Lipophilicity of bacteriochlorin-based photosensitizers as a determinant for pdt optimization through the modulation of the inflammatory mediators

Abstract

Photodynamic therapy (PDT) augments the host antitumor immune response, but the role of the PDT effect on the tumor microenvironment in dependence on the type of photosensitizer and/or therapeutic protocols has not been clearly elucidated. We employed three bacteriochlorins (F2BOH, F2BMet and Cl2BHep) of different polarity that absorb near-infrared light (NIR) and generated a large amount of reactive oxygen species (ROS) to compare the PDT efficacy after various drug-to-light intervals: 15 min. (V-PDT), 3h (E-PDT) and 72h (C-PDT). We also performed the analysis of the molecular mechanisms of PDT crucial for the generation of the long-lasting antitumor immune response. PDT-induced damage affected the integrity of the host tissue and developed acute (protocol-dependent) local inflammation, which in turn led to the infiltration of neutrophils and macrophages.

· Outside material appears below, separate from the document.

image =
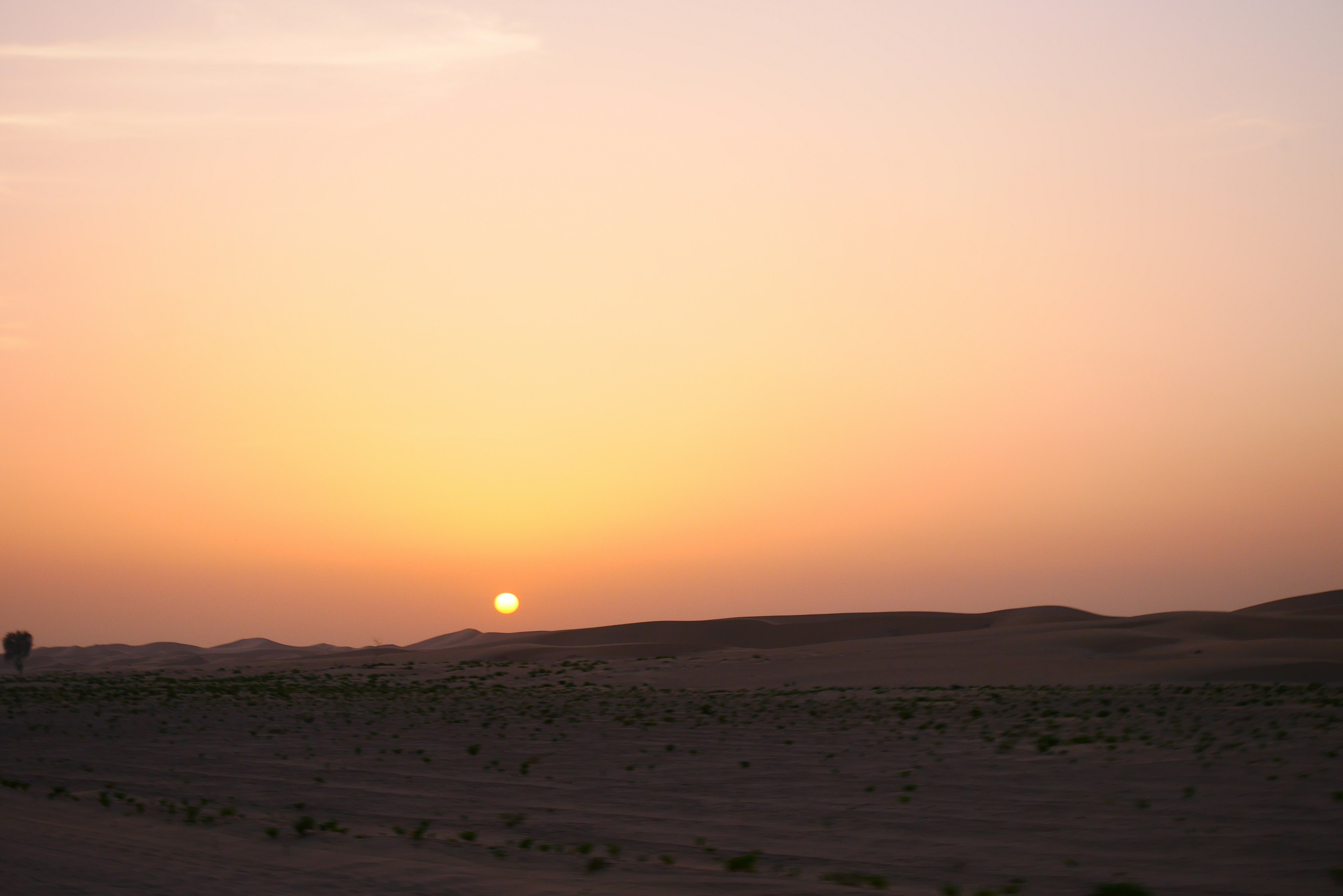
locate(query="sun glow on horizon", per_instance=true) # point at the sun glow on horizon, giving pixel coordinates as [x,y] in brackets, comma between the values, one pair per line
[661,311]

In order to further confirm this hypothesis, a number of proteins in the plasma of PDT-treated mice were identified. Among a wide range of cytokines (IL-6, IL-10, IL-13, IL-15, TNF-α, GM-CSF), chemokines (KC, MCP-1, MIP1α, MIP1β, MIP2) and growth factors (VEGF) released after PDT, an important role was assigned to IL-6. PDT protocols optimized for studied bacteriochlorins led to a significant increase in the survival rate of BALB/c mice bearing CT26 tumors, but each photosensitizer (PS) was more or less potent, depending on the applied DLI (15 min, 3 h or 72 h). Hydrophilic (F2BOH) and amphiphilic (F2BMet) PSs were equally effective in V-PDT (>80 cure rate). F2BMet was the most efficient in E-PDT (DLI = 3h), leading to a cure of 65 % of the animals. Finally, the most powerful PS in the C-PDT (DLI = 72 h) regimen turned out to be the most hydrophobic compound (Cl2BHep), allowing 100 % of treated animals to be cured at a light dose of only 45 J/cm2.